Cass. civ. Sez. VI, Sent., 23-12-2011, n. 28581 Diritti politici e civili

Sentenza scelta dal dott. Domenico Cirasole direttore del sito giuridico http://www.gadit.it/

Svolgimento del processo – Motivi della decisione

1. Con ricorso alla Corte d’appello di Lecce I.G. proponeva domanda di equa riparazione ai sensi della L. n. 89 del 2001 per violazione dell’art. 6 della C.E.D.U. a causa della irragionevole durata del giudizio instaurato nei confronti dell’I.N.P.S. dinanzi al Tribunale di Trani – sezione lavoro nel marzo 2003, definito in primo grado con sentenza nel maggio 2006, ed in secondo grado con sentenza nel novembre 2008. La Corte d’appello, ritenuta la durata ragionevole del giudizio presupposto, ha rigettato la domanda, con onere a carico della parte ricorrente delle spese di lite. Avverso tale decreto I.G. ha proposto ricorso a questa Corte per tre motivi, cui resiste il Ministero della Giustizia con controricorso.

2. Il collegio ha disposto farsi luogo a motivazione semplificata.
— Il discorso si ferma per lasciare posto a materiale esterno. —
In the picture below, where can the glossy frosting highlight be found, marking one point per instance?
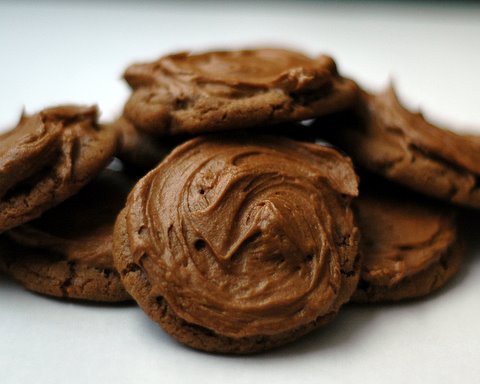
(245, 236)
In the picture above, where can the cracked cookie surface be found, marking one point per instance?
(223, 90)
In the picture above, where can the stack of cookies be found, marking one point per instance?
(246, 231)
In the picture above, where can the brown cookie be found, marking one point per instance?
(48, 157)
(139, 150)
(68, 251)
(387, 139)
(240, 243)
(409, 245)
(213, 91)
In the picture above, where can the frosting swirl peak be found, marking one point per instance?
(246, 236)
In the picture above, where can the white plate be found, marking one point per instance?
(76, 52)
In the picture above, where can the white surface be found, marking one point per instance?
(55, 53)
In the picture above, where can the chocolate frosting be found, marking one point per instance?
(36, 142)
(243, 235)
(224, 90)
(80, 229)
(234, 73)
(411, 129)
(385, 138)
(401, 236)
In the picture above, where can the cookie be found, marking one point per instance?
(214, 91)
(68, 251)
(48, 157)
(410, 246)
(240, 243)
(389, 140)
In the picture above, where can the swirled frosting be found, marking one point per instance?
(224, 90)
(246, 235)
(80, 229)
(401, 236)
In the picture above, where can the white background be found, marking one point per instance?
(76, 52)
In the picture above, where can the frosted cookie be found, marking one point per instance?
(389, 140)
(68, 251)
(48, 157)
(410, 246)
(223, 90)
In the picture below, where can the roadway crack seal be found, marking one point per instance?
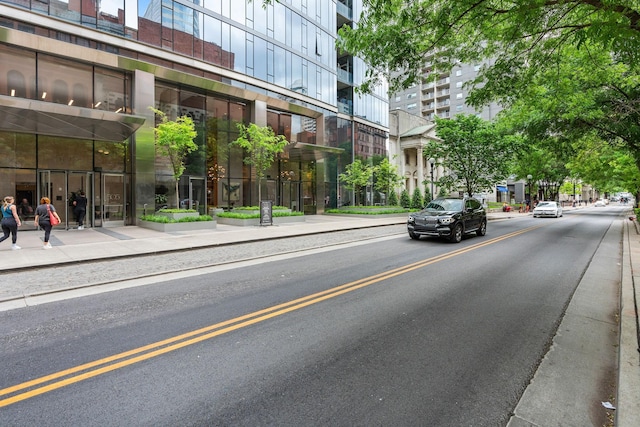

Il ricorrente denunzia la violazione e falsa applicazione della L. n. 89 del 2001, art. 2 e degli artt. 24 e 111 Cost. nonchè la insufficienza e contraddittorietà della motivazione, deducendo che la corte territoriale avrebbe considerato decisiva la sola durata complessiva del procedimento presupposto, erroneamente considerandola in "circa cinque anni" anzichè nella esatta misura di cinque anni e otto mesi, e omettendo di tener conto – nonostante i criteri di valutazione indicati in premessa nel decreto – dei lunghi rinvii inutilmente stabiliti dal giudice, per una causa non complessa che avrebbe potuto essere decisa, in primo grado, in non più di otto mesi invece che nei trentotto mesi impiegati. 3. Tali doglianze sono prive di fondamento. La determinazione della durata ragionevole del giudizio presupposto, onde verificare la sussistenza della violazione del diritto azionato, costituisce oggetto di una valutazione che il giudice di merito deve compiere caso per caso tenendo presenti gli elementi indicati dalla L. n. 89 del 2001, art. 2, comma 2 anche alla luce dei criteri di determinazione applicati dalla Corte europea e da questa Corte. Criteri ai quali rettamente la Corte d’appello ha fatto riferimento, rilevando peraltro come dal parametro tendenziale di tre anni per il primo grado e due anni per il secondo grado sia consentito discostarsi, purchè in misura ragionevole. E, in effetti, non merita censura l’aver ritenuto ragionevole uno scostamento della durata contenuto in due mesi per il processo di primo grado, ed altrettanto vale ove si consideri lo scostamento di otto mesi nella durata complessiva, tenendo anche presente che in tale durata complessiva è nella specie compreso anche il periodo di tempo utilizzato dall’odierno ricorrente per la proposizione dell’impugnazione, che non può imputarsi all’amministrazione della giustizia (cfr. ex multis Cass. n. 11307/2011). 4. Il ricorso deve pertanto essere rigettato, con la conseguente condanna del ricorrente al pagamento delle spese di questo giudizio di legittimità, che sì liquidano come in dispositivo.

P.Q.M.

La Corte rigetta il ricorso e condanna il ricorrente al pagamento delle spese del giudizio di cassazione, in Euro 495,00 per onorari, oltre le spese prenotate a debito.

Testo non ufficiale. La sola stampa del bollettino ufficiale ha carattere legale.